Soil-borne diseases

Soil-borne diseases



Fungal diseases are a problem in many crops. They can be recognised by several damage symptoms. A single fungal infection is able to cause a combination of these damage symptoms, that can differ per crop.


Rotting and wilting are often caused by soil pathogens, infecting plants via the roots. Plant strenghteners like TRIANUM-P and TRIANUM-G reduce the chance of infection by soil pathogens. These products do not control fungi, but form a protective layer around the roots. The fungus Trichoderma harzianum strain T-22 in TRIANUM-P and TRIANUM-G put the soil fungi at a disadvantage by feeding on nutrient surplus and by spatial competition.


Damage symptoms

Wilting tissue. Seedlings wilt and usually die off. Leaves and stems of larger plants wilt, discolour and whiter.
Dying tissue (necrosis). Visible as small yellow brown coloured spots, that can increase in diameter or continuously extends over the tissue.

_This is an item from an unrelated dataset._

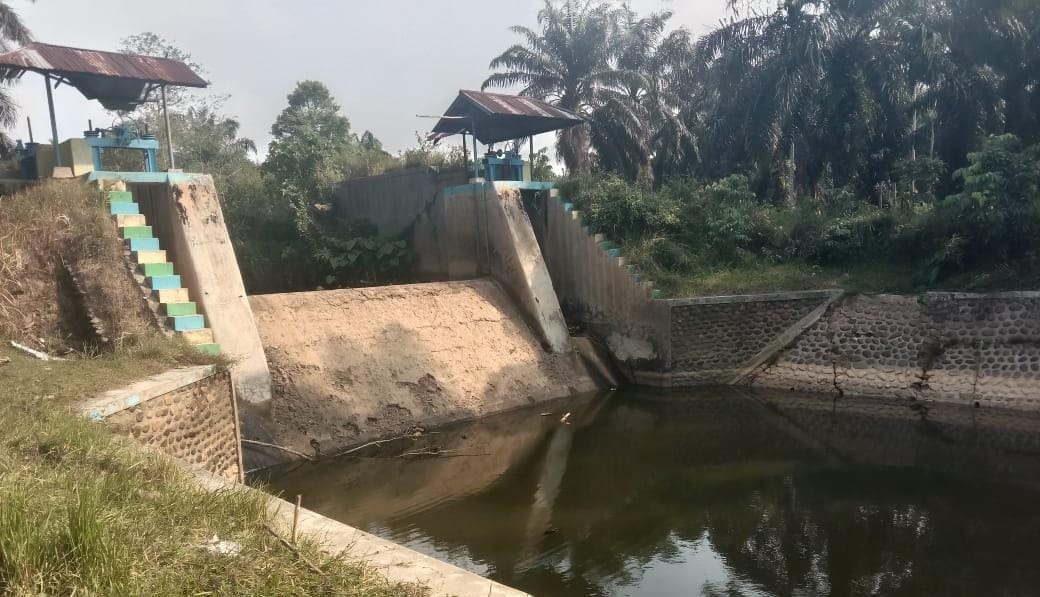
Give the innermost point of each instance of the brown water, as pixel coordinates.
(716, 492)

Tissue can get discoloured over larger areas. Spores, visible as powder or 'fluff', can be formed on these spots. Leaves and stems are covered by mycelium. Usually visible as a thin, feltlike, white till dark grey layer extending over the plant tissue. Development of light orange, yellow or brown discolouring spots/dots, on leaf- or stem surface (rust). Spores break through the leaf- or stem surface after some time. Visible as small, coloured bulges covered with a similarly coloured fine powder. Deformation of leaves, stem, flowers and or fruits. Root- and/or stem rot. Visible as rotted plant parts. The tissue usually colours brown or black. Mycelium and spores can become visible as 'fluff' or powder. Tissue parts get slimy. Parts above usually die off.